Dive Brief:
- CMS outlined its plan on Mar. 8 for the upcoming round of bidding for the Medicare durable medical equipment competitive bidding program. In May, the agency will announce specific dates for registration and bidding, and in June the bid window will open.
- Non-invasive ventilators, off-the-shelf knee braces and off-the-shelf back braces will be new product categories to the DME competitive bidding program for the 2021 round.
- Last year CMS proposed and finalized a rule that overhauled how the DME competitive bidding program is operated.

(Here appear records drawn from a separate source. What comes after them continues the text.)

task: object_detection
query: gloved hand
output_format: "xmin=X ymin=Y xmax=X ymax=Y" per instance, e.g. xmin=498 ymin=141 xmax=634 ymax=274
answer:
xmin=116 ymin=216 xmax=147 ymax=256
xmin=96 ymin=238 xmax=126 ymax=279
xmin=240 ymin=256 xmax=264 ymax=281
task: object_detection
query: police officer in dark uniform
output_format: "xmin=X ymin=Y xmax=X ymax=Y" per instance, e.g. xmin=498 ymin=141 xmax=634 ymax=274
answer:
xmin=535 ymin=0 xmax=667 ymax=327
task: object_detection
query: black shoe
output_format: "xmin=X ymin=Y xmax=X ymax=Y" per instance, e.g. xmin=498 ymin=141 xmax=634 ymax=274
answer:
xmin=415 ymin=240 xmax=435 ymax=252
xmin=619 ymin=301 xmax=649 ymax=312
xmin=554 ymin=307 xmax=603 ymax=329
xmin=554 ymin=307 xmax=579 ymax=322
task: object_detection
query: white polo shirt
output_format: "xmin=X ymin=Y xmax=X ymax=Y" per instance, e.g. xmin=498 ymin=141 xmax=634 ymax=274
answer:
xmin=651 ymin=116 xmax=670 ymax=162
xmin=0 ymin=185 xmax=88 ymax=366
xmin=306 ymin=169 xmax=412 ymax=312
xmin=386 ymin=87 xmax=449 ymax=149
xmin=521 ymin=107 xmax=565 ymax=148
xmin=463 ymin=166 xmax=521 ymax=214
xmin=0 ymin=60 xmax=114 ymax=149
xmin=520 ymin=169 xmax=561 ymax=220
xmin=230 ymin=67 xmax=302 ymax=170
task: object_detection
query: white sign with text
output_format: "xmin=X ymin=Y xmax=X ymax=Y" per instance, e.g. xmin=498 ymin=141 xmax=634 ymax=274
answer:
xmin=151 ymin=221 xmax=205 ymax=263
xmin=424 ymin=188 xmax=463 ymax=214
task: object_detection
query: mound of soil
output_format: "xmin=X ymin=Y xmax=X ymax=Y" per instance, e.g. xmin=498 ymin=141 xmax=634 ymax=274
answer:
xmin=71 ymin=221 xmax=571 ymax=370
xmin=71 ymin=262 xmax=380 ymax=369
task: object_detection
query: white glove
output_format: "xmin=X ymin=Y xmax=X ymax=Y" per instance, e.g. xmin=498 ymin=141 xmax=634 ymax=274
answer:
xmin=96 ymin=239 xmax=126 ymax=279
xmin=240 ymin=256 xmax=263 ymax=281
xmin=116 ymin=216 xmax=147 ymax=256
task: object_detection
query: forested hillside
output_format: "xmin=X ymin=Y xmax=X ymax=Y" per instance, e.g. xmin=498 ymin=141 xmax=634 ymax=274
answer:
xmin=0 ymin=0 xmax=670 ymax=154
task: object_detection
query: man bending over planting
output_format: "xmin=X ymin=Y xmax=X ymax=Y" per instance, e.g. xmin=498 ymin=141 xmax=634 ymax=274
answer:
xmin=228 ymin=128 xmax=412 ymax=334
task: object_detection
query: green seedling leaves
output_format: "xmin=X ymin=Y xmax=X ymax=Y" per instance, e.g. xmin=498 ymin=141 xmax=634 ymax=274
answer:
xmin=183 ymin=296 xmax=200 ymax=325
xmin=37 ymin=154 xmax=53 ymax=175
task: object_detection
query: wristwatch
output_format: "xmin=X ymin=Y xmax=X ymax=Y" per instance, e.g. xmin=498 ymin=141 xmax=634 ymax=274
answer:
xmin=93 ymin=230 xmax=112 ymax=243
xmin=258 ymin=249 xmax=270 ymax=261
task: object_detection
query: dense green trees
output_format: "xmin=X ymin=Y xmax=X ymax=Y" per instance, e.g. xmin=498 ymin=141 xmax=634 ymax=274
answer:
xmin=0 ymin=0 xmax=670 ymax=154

The agency is shifting to lead item bidding, where suppliers submit only one bid for a product category instead of receiving Medicare reimbursement based on a median bid.
Dive Insight:
At the start of 2019, CMS implemented a temporary gap period in the competitive bidding program for two years where any Medicare supplier can provide DME products to beneficiaries while the agency adopts the new bidding system.
For the 2021 bidding round, CMS said it will have 130 competitive bidding areas for 16 product categories including hospital beds, walkers and nebulizers. As a result of lead item bidding the agency moved certain products into smaller product categories.
Tom Ryan, CEO of the American Association for Homecare, criticized the addition of non-invasive ventilators to the competitive bidding program. He argues companies may be forced out of business, disrupting patient relationships.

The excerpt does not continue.